Bytes to String Conversion

We always hear that data is stored in binary, zeros and ones. Still, it isn't clear how this binary is decoded and shown as strings or other readable data.

Encoding and Decoding

When the source system builds a message for the destination, the producer app encodes the string to byte data.

Unicode vs UTF-8

Unicode is the universal standard. It gives a hexadecimal code point to each character in all languages.

UTF-8 is the Unicode Transformation Format. It encodes these code points into a variable-sized byte form. See character set page for more details.

Byte Data Representation

Bytes are just 8 bit binary data. When you run programs, the debugger doesn't show the raw binary. It shows the decimal values.

Bytes to String

Application Layer

An app sends an HTTP request or response. The headers are joined into one string, split by new lines. Then they're converted to Unicode and encoded to UTF-8.

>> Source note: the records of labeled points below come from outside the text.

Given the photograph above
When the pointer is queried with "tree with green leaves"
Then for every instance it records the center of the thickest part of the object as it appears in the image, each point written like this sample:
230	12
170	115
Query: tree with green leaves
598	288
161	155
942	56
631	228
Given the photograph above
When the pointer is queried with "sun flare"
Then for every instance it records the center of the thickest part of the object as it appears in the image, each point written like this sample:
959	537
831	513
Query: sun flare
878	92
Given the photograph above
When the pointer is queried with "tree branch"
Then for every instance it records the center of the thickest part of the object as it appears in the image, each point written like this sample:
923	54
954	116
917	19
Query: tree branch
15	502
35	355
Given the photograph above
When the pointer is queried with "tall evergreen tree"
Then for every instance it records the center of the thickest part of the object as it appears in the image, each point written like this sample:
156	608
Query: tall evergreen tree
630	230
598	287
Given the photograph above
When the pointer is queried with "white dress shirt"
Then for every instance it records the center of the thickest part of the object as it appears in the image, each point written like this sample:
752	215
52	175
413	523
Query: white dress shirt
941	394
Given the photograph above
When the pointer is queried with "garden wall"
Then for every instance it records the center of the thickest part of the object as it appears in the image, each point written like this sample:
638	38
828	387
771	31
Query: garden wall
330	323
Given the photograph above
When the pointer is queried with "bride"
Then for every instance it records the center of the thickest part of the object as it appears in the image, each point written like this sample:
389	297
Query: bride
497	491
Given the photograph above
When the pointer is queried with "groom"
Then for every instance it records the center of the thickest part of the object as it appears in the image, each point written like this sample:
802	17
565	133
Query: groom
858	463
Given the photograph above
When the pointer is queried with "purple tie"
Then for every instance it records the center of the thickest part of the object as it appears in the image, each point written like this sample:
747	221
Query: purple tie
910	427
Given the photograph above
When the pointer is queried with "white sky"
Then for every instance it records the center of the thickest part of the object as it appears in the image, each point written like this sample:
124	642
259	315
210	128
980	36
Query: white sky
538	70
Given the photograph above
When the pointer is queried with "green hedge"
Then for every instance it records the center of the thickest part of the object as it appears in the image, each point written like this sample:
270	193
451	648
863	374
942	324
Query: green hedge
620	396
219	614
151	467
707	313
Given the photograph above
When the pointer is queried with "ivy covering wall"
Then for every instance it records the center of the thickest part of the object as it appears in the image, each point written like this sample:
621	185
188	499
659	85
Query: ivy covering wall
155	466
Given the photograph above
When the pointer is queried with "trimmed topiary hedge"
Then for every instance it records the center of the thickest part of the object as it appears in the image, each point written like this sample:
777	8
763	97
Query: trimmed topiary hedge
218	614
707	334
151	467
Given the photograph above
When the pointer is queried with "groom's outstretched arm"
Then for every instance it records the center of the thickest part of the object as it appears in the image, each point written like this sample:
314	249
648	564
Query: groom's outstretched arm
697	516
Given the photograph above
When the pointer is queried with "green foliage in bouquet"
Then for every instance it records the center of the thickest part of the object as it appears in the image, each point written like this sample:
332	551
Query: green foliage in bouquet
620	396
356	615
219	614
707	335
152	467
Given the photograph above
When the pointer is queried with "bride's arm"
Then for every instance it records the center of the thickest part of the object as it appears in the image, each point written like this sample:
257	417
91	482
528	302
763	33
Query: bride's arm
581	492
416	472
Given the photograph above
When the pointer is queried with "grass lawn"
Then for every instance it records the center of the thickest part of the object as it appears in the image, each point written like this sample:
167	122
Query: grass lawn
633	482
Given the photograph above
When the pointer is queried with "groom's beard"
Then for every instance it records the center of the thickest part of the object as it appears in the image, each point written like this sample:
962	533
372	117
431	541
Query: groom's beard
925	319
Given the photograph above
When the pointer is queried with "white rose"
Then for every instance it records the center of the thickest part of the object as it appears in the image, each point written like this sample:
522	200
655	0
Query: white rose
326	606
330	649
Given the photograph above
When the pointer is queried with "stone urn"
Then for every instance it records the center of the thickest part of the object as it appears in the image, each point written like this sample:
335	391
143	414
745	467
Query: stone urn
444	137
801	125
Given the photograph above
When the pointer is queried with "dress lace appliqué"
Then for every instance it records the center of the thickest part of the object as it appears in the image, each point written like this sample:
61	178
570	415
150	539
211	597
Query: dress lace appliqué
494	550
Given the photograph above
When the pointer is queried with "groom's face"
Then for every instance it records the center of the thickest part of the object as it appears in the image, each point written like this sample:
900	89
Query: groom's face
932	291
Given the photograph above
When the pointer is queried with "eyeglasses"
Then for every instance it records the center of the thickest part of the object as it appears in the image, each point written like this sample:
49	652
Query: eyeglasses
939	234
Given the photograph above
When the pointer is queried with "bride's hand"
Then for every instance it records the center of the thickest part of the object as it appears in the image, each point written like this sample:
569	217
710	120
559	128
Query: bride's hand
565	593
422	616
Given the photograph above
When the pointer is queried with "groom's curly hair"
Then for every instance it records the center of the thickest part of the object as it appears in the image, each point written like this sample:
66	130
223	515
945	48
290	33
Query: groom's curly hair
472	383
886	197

Same process will be applied for request/response body.

incoming data

Any data into the app is always binary. It's decoded by whatever encoding was used to send it.

Byte Order

When bytes move between systems, the receiver must know the order to process the bytes of a character.

Byte order

Byte order is about the order of bytes in a multi-byte value. If a Unicode character is many bytes, byte order says which byte is first.

Byte order has two forms.

  1. Big Endian - Means the bits are processed from left to right. Like the usual way of reading.
  2. Little Endian - Here the bits are processed from right to left. The opposite way of reading.
what's Endian

the Big-Endian / Little-Endian naming comes from Gulliver's Travels, where the Lilliputans argue over whether to break eggs on the little-end or big-end.

Character Boundary

When a full string is streamed as UTF-8 data, the receiver must know which bytes go with which character. This matters because UTF-8 uses multiple bytes to support all languages.

The first few bits of a byte tell the decoder how many bytes, with the current one, form a character. No extra byte marks the start of a new character.

0xxxxxxx: A single-byte character. 110xxxxx: A two-byte character. 1110xxxx: A three-byte character. 11110xxx: A four-byte character.